AHA recommends total fat intake be less that 30% of calories; ATP III Has broadened the intake to 25-35% of energy with less that 7% coming from saturated fat.

Many foods contain fats; this “invisible fat” should be taken into account when estimating the total fat intake.

It is advisable to restrict the total intake of cooking fats to less than 6% of the total energy intake Food should be cooked in the least amount of oil or ghee; preferably grilled, steamed, stewed, broiled or pan broiled, roasted, microwaved, rather than fried. The total intake of cholesterol should be restricted to around <200 mg per day. Egg yolks, organ meats, sea foods such as crabs, shrimps and lobster have a high cholesterol content, thus should consumed rarely. The fat intake may need to be further modified if associated dyslipidemia is present.
Essential fatty Acids:

Recent evidence suggests that attention must be paid to the intake of essential fatty acids (EFAs) such as omega-6 and omega-3 fatty acids. These EFAs make to be derived from food as they cannot be synthesized in the body.
 Type of Oil Omega - 6 Omega - 3 W6 / W3
Sunflower 49 0.3 163
Safflower 73 0.5 146
Sesame 40 0.5 80
Corn 57 0.8 71
Groundnut 28 0.8 35
Ricebran 33 1.6 34.6
Palmolein 9 0.3 30
Soyabean 52 5 10.4
Ghee (Cow) 1.6 0.5 3.2
Ghee Buffalo 2 0.9 2.2
Mustard/ Rape 13 8.6 1.5
Coconut 1.8 -- --
Salt Intake

Salt restriction is necessary in patients with associated hypertension, cardiac failure and fluid overload. Reduce sodium intake to no more than 100 meq/day (2.4 g of sodium or 6 g of salt)

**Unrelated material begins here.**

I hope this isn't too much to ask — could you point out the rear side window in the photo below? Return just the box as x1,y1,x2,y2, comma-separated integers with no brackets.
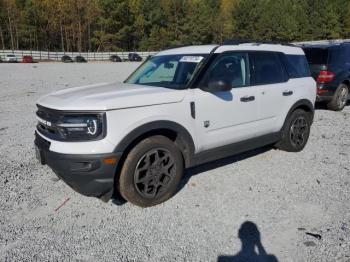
281,54,310,78
250,52,287,85
303,47,328,65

Fibre both dietary and complex carbohydrate are extremely beneficial in tackling excess calorie intake. High fibre diets promote weight loss. They increase satiety, delay gastric emptying by releasing certain gut hormones.
Soluble fibres such as pectins, gums, hemicellulose (in fruits)
  • Increase intestinal transit time
  • Delay gastric emptying slow glucose absorption
  • Lower serum cholesterol.
Insoluble fibres such as cellulose and lignin (vegetables, grains)
  • Decrease intestinal transit time
  • Increase fecal bulk
  • Delay glucose absorption and slow starch hydrolysis.